The phosphate anion originates from multiple sources, and is responsible for some of the high anion gap metabolic acidosis associated with uraemia.
The inorganic phosphate in your extracellular fluid is but a pale reflection of the total body phosphate. Intracellularly, phosphate is the most numerous anion, available predominantly in the form of inorganic complexes (eg. in phospholipids, phosphoproteins and as a part of ATP). But this is all discussed elsewhere. Suffice to say that phosphate prefers to remain inside cells, and extracellular phosphate is merely in transit, on its way to a cell somewhere.
This transient pool of extracellular inorganic phosphate originates from multiple sources. Much of it is a byproduct of the metabolism of bone hydroxyapatite, but a large proportion must also surely come from signalling and catabolism. Phosphate is in everything and is released during routine cell maintenance, eg. where phospholipids are being degraded, during cell death, or in the course of normal function (for example where phosphate-rich ADP is used as a signalling molecule in clotting, vascular reactivity, etc).
Whatever phosphate is not bound to protein gets filtered freely by the glomerulus, and then most of is reabsorbed in the proximal (70%) and distal(10-20%) tubules. The resorption occurs with the help of a sodium-phosphate cotransporter (one of the various sodium-organic anion contransporters), and it is driven by the sodium gradient.
Obviously, if your level of phosphate increases, negative feedback mechanisms adjust the rate of its excretion (by suppressing its resorption). When the GFR decreases to around 20% of normal, phosphate reabsorption is thought to be maximally suppressed. In this situation, virtually no resorption takes place, and all of the filtered phosphate escapes with the urine. Sadly, at this stage glomerular filtration is so poor that even with maximally suppressed resorption the rate of phosphate loss cannot keep up with phosphate production, and hyperphosphataemia develops.
On average, it seems there is a daily oral intake of about 40mmol of phosphate, and there is an additional daily generation of about 5mmol in the process of metabolism of phospholipids and phosphate-contaning proteins. Of the total daily phosphate loss, about 30mmol is excreted renally, and 15mmol is lost via stool.

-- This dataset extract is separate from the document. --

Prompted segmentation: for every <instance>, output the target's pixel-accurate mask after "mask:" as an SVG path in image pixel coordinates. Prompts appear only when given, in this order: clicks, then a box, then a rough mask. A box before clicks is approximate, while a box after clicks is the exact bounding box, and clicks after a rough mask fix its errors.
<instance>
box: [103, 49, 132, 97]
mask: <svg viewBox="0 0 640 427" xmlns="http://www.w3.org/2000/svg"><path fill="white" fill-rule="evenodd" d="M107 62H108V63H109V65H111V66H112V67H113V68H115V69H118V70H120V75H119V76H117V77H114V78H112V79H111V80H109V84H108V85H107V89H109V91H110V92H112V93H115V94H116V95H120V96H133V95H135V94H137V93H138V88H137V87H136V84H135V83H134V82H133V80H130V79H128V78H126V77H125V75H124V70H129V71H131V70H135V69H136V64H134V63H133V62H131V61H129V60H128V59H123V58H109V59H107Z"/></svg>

Imagine the CRF patient with zero urine output. Imagine them eating a nice meaty phosphate-loaded steak. If the daily consumption of phosphate remains the same, at the end of the day the patient ends up with an additional 20-30mmol of phosphate on board. Considering what we know about the distribution of exogenous phosphate (i.e. with over half of it staying extracellular), one may expect the serum phosphate levels to rise by 1.0-1.5mmol per day in anuric dialysis dependent patients. Renal physicians attempt to counteract this by limiting the bioavailability of oral phosphate (for example, by feeding their patients rare-earth metal phosphate binders.)